I'd love to hear other concepts that overlap, it is always good food for thought!


Elixir creator just entered the chat ;)


Types are coming...

* https://news.ycombinator.com/item?id=36311875

* https://news.ycombinator.com/item?id=35766126

Re: "You use both <%= %> and {} to interpolate in phoenix templates, depending on where you are" - no need for EEx anymore for web development, just use HEEx, which has standardized on {}. You can use HEEx for LiveViews and "DeadViews" (server-side rendered Phoenix)


> custom guards

I don't recall 100%, but I think this is a BEAM feature that exists because they don't want to run arbitrary code as part of guards that could have side effects, delays and so on. I don't remember the specifics.


You can write custom guards out of any built in function that can already be used in a guard.

Like defguard is_list_or_even_int(val) do is_list(val) or (is_integer(val) and val % 2 ==0) end


Interesting. We had the exact opposite reaction. We switched from Java to Elixir at my current company and we'll never go back. It has been a two-year migration, but worth every second. We're twice as productive in Elixir, it's easier to test and deploy, and we don't have to paint IntelliJ lipstick on the language to hide all the shitty parts.

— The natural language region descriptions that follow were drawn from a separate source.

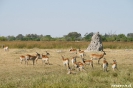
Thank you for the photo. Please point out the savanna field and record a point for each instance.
(13, 74)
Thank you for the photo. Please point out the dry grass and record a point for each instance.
(13, 74)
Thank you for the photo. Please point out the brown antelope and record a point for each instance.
(31, 57)
(79, 65)
(47, 53)
(105, 65)
(6, 48)
(22, 58)
(97, 56)
(114, 65)
(65, 61)
(73, 50)
(88, 62)
(45, 59)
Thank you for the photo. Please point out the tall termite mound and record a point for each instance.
(96, 43)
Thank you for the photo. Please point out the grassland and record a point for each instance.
(13, 74)
(63, 44)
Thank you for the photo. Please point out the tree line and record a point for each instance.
(72, 36)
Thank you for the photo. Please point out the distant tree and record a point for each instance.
(11, 38)
(73, 36)
(46, 38)
(19, 37)
(2, 38)
(121, 37)
(130, 35)
(87, 36)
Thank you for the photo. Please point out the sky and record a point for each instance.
(60, 17)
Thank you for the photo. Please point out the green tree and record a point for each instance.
(87, 36)
(3, 38)
(46, 38)
(73, 36)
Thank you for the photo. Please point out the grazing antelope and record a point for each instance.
(47, 53)
(105, 65)
(88, 62)
(97, 56)
(22, 58)
(114, 65)
(73, 60)
(73, 50)
(45, 59)
(65, 61)
(31, 57)
(81, 53)
(6, 48)
(79, 65)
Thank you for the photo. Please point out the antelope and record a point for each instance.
(79, 65)
(22, 58)
(44, 58)
(31, 57)
(6, 48)
(47, 53)
(97, 56)
(105, 65)
(65, 61)
(73, 50)
(114, 65)
(88, 62)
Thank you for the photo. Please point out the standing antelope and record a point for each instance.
(88, 62)
(73, 50)
(47, 53)
(65, 61)
(114, 65)
(105, 65)
(44, 58)
(79, 66)
(97, 56)
(6, 48)
(31, 57)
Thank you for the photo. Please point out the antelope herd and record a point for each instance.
(78, 53)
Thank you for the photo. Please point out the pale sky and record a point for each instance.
(60, 17)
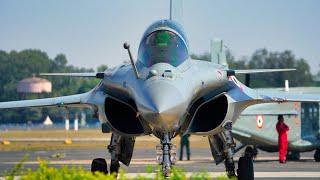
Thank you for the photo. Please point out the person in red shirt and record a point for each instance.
(282, 130)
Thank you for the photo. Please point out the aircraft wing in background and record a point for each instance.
(78, 100)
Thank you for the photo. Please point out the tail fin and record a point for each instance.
(176, 11)
(218, 54)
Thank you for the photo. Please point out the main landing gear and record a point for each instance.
(223, 148)
(120, 149)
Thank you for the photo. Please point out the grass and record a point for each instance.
(45, 172)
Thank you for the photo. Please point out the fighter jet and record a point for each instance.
(166, 93)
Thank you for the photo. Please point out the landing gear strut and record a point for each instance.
(229, 149)
(114, 150)
(166, 154)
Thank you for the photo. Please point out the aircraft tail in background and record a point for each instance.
(218, 54)
(176, 11)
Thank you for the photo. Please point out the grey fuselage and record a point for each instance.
(163, 100)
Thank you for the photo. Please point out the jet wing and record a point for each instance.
(78, 100)
(277, 96)
(253, 71)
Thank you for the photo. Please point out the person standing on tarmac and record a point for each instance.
(184, 142)
(282, 130)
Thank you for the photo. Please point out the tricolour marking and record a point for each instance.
(260, 121)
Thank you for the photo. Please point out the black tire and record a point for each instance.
(114, 167)
(99, 165)
(317, 155)
(245, 169)
(293, 156)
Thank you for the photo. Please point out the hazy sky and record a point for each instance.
(92, 32)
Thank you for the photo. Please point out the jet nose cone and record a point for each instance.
(165, 104)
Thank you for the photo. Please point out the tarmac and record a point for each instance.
(266, 165)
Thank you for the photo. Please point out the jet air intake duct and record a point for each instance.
(208, 115)
(122, 116)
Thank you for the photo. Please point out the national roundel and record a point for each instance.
(260, 120)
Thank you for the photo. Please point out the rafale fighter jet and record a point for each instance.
(165, 93)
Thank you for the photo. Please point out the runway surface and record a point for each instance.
(266, 166)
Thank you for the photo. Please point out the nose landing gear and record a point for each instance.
(166, 154)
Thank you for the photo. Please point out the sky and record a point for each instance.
(92, 32)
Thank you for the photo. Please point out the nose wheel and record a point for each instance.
(166, 154)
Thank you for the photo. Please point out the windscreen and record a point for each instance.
(162, 46)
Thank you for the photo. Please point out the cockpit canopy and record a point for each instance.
(163, 42)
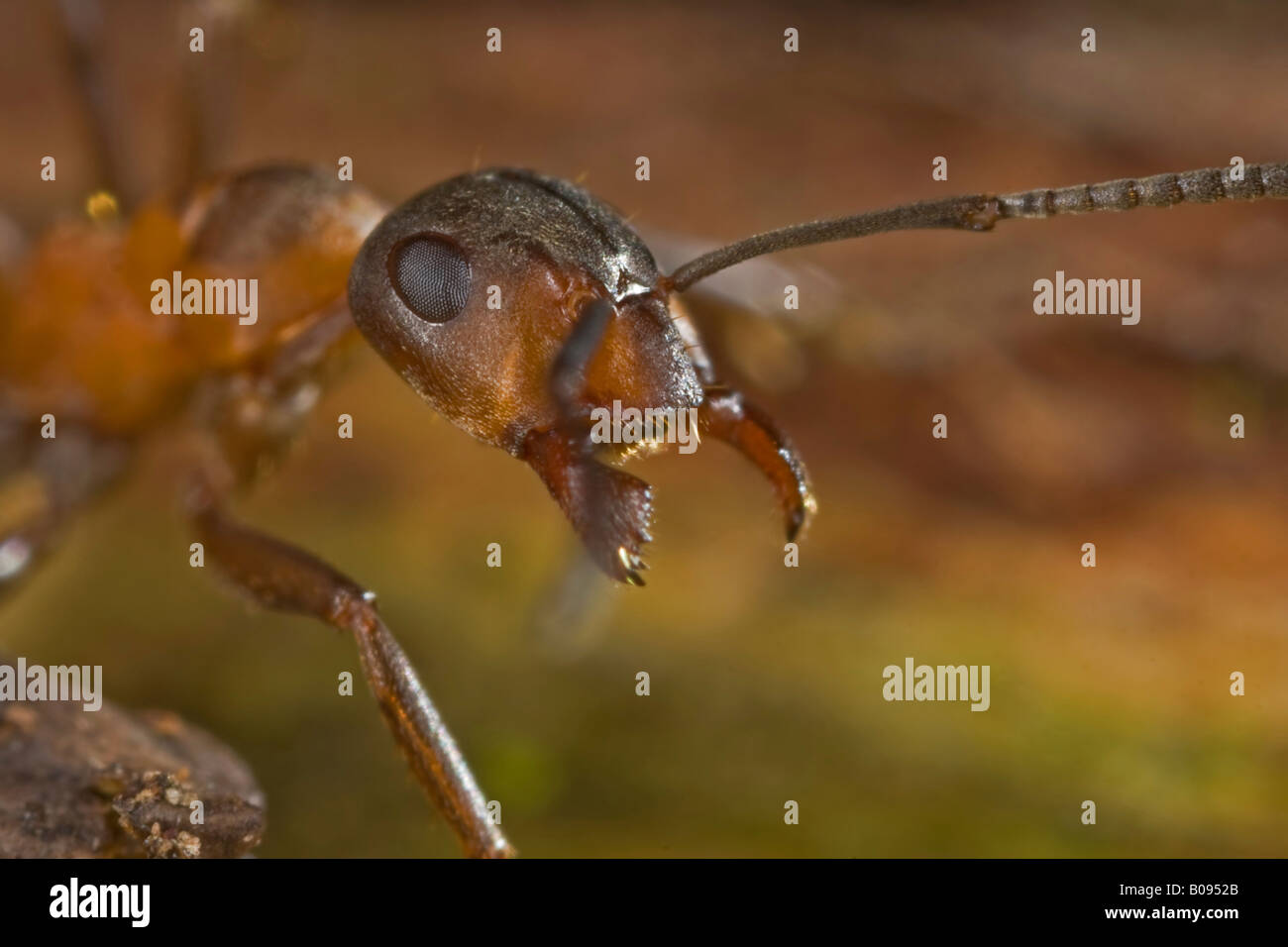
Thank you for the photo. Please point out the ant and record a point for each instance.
(587, 320)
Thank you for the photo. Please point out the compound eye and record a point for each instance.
(432, 275)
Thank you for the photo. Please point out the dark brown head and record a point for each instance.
(471, 289)
(520, 307)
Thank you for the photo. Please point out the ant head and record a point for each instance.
(471, 289)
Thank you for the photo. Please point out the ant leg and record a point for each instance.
(726, 416)
(283, 578)
(608, 508)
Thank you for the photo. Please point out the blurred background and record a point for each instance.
(1109, 684)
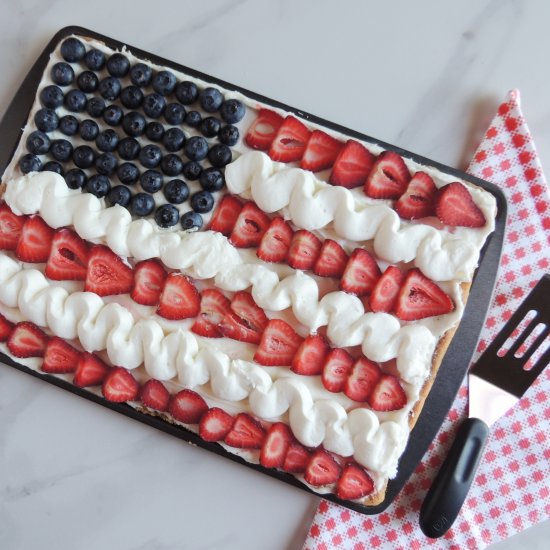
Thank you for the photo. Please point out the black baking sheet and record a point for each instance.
(456, 361)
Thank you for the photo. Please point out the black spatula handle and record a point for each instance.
(452, 483)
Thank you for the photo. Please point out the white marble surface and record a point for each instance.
(423, 75)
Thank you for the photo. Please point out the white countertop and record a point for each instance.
(425, 76)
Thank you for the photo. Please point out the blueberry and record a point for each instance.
(196, 148)
(109, 88)
(128, 173)
(128, 148)
(120, 195)
(29, 163)
(174, 113)
(150, 156)
(75, 101)
(153, 105)
(151, 181)
(140, 74)
(210, 99)
(95, 60)
(212, 180)
(83, 156)
(131, 97)
(72, 49)
(229, 135)
(38, 143)
(87, 81)
(142, 204)
(107, 141)
(154, 131)
(118, 65)
(98, 185)
(75, 178)
(191, 221)
(62, 74)
(187, 92)
(51, 97)
(133, 124)
(202, 202)
(176, 191)
(210, 126)
(173, 139)
(61, 150)
(106, 164)
(220, 155)
(88, 129)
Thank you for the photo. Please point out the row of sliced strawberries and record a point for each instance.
(383, 177)
(278, 447)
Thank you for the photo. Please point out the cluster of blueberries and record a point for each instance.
(155, 165)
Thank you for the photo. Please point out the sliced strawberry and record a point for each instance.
(387, 395)
(352, 165)
(225, 216)
(337, 367)
(454, 206)
(187, 406)
(11, 226)
(419, 297)
(321, 152)
(60, 357)
(275, 446)
(90, 371)
(304, 250)
(246, 433)
(364, 376)
(388, 178)
(361, 273)
(278, 345)
(263, 130)
(68, 260)
(310, 357)
(322, 469)
(35, 241)
(120, 386)
(179, 298)
(354, 483)
(384, 294)
(149, 279)
(290, 142)
(215, 424)
(153, 394)
(418, 201)
(250, 226)
(275, 243)
(332, 260)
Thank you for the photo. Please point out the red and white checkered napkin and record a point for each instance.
(512, 489)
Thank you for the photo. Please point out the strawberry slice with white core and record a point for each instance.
(387, 395)
(68, 260)
(278, 345)
(250, 227)
(263, 130)
(418, 201)
(321, 151)
(290, 142)
(362, 380)
(454, 206)
(275, 243)
(419, 297)
(179, 298)
(310, 357)
(352, 165)
(388, 178)
(361, 273)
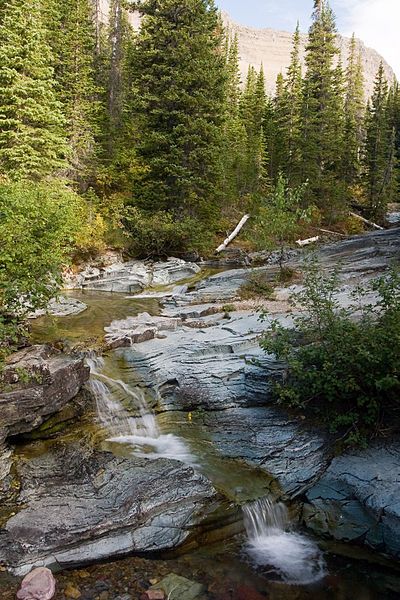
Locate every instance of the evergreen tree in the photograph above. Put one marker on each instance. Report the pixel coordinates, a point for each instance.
(290, 112)
(379, 157)
(354, 110)
(32, 143)
(234, 132)
(72, 35)
(179, 74)
(322, 114)
(252, 111)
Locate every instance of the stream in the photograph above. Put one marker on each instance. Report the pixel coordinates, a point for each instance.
(267, 554)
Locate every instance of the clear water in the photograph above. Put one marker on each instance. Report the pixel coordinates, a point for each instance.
(291, 556)
(270, 557)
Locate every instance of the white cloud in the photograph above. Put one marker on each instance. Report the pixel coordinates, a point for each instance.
(377, 23)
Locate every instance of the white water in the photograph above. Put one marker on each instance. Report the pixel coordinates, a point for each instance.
(292, 556)
(141, 433)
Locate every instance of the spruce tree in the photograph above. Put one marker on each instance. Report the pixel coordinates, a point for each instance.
(322, 115)
(354, 111)
(72, 35)
(32, 143)
(179, 74)
(379, 155)
(290, 112)
(252, 112)
(234, 133)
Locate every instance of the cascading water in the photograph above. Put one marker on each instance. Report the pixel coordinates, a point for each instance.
(294, 557)
(141, 433)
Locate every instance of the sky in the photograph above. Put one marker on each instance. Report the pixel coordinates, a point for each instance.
(376, 22)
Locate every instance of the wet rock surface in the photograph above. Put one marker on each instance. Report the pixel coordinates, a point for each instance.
(357, 498)
(78, 505)
(132, 277)
(215, 367)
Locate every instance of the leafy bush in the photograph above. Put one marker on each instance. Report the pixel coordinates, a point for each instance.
(343, 363)
(163, 234)
(278, 220)
(40, 225)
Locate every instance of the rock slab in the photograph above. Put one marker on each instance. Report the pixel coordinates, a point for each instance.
(39, 584)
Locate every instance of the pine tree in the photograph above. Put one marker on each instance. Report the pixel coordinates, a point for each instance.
(379, 157)
(72, 35)
(234, 133)
(252, 112)
(290, 112)
(322, 114)
(32, 143)
(179, 74)
(354, 111)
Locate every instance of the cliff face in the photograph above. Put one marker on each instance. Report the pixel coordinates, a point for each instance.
(271, 48)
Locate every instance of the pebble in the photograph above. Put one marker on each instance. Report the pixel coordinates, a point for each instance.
(71, 591)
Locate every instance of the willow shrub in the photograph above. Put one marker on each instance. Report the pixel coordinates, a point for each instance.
(41, 224)
(343, 364)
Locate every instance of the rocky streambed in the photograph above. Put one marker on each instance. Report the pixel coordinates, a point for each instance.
(78, 486)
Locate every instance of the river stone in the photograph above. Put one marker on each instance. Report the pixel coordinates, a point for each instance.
(357, 498)
(180, 588)
(40, 381)
(39, 584)
(63, 306)
(77, 506)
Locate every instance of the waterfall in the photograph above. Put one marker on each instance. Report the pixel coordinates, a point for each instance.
(292, 556)
(142, 432)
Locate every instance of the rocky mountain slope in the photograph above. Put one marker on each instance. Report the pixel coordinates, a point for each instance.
(271, 48)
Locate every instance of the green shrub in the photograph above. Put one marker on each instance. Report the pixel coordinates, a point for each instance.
(343, 363)
(163, 234)
(40, 225)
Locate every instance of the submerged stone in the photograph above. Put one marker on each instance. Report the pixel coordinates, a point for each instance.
(39, 584)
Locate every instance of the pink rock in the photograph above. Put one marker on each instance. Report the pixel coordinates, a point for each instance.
(39, 584)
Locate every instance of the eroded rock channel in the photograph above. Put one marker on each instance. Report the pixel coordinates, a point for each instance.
(175, 430)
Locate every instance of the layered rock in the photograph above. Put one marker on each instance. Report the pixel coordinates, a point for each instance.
(78, 505)
(357, 498)
(39, 381)
(132, 277)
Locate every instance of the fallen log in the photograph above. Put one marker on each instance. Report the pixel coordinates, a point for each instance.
(366, 221)
(308, 241)
(234, 234)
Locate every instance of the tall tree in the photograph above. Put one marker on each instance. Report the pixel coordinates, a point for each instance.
(322, 114)
(354, 111)
(290, 122)
(72, 35)
(234, 133)
(379, 157)
(252, 111)
(179, 74)
(32, 143)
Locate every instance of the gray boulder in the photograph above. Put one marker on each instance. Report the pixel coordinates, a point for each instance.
(78, 506)
(217, 366)
(39, 381)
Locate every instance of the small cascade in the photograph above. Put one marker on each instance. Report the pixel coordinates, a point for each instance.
(290, 555)
(142, 432)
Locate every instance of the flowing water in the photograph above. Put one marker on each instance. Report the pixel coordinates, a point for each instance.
(293, 557)
(140, 432)
(271, 553)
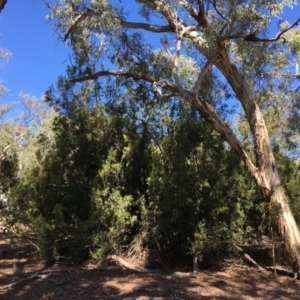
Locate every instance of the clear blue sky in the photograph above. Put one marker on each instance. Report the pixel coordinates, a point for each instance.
(37, 56)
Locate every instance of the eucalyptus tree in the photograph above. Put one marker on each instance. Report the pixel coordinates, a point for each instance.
(210, 54)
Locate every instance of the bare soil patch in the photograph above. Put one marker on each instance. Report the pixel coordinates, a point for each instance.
(236, 281)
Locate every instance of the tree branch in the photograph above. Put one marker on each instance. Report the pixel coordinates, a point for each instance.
(129, 74)
(207, 65)
(199, 16)
(131, 25)
(253, 38)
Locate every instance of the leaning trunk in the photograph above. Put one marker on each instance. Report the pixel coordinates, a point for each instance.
(287, 228)
(266, 174)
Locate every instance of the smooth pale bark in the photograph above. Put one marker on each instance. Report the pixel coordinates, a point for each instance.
(266, 176)
(264, 171)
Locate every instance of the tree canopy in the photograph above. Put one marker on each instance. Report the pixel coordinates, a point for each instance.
(171, 128)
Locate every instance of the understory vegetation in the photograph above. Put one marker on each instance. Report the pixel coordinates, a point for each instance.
(174, 140)
(105, 179)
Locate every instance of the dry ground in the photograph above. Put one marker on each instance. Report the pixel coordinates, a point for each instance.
(235, 281)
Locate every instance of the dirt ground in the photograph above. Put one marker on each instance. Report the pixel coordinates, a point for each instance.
(236, 281)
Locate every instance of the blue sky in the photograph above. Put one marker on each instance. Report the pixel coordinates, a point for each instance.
(38, 58)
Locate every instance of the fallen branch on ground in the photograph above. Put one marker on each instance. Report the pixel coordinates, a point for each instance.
(129, 266)
(40, 275)
(100, 268)
(252, 261)
(184, 274)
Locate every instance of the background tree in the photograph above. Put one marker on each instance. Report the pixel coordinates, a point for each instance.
(226, 39)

This one is quiet actively developed but it seems like by only one person https://gleam.run


I remember when José Valim first came up with it. I thought it might just be a fad, or a toy language to test out some ideas.

that was in 2012.


Since Elixir 1.6 it is possible to create custom guards with `defguard`: https://hexdocs.pm/elixir/Kernel.html#defguard/1


It's true that you can create custom guards, but they are still very limited, and they can only be made of a small list of allowed expressions [0].

[0]: https://hexdocs.pm/elixir/1.6.6/guards.html#list-of-allowed-...


Doordash uses Kotlin for backend as well. I suppose they want FE/BE to be in the same language. And when your main product is a native app Kotlin starts to make sense.


Neither the iOS app nor the web app use Kotlin at DoorDash. Kotlin was picked for other reasons (consistency with the Android app wasn't mentioned): https://doordash.engineering/2021/05/04/migrating-from-pytho...


It's likely that they just chose Kotlin as "better Java" - many companies do this and I can understand why.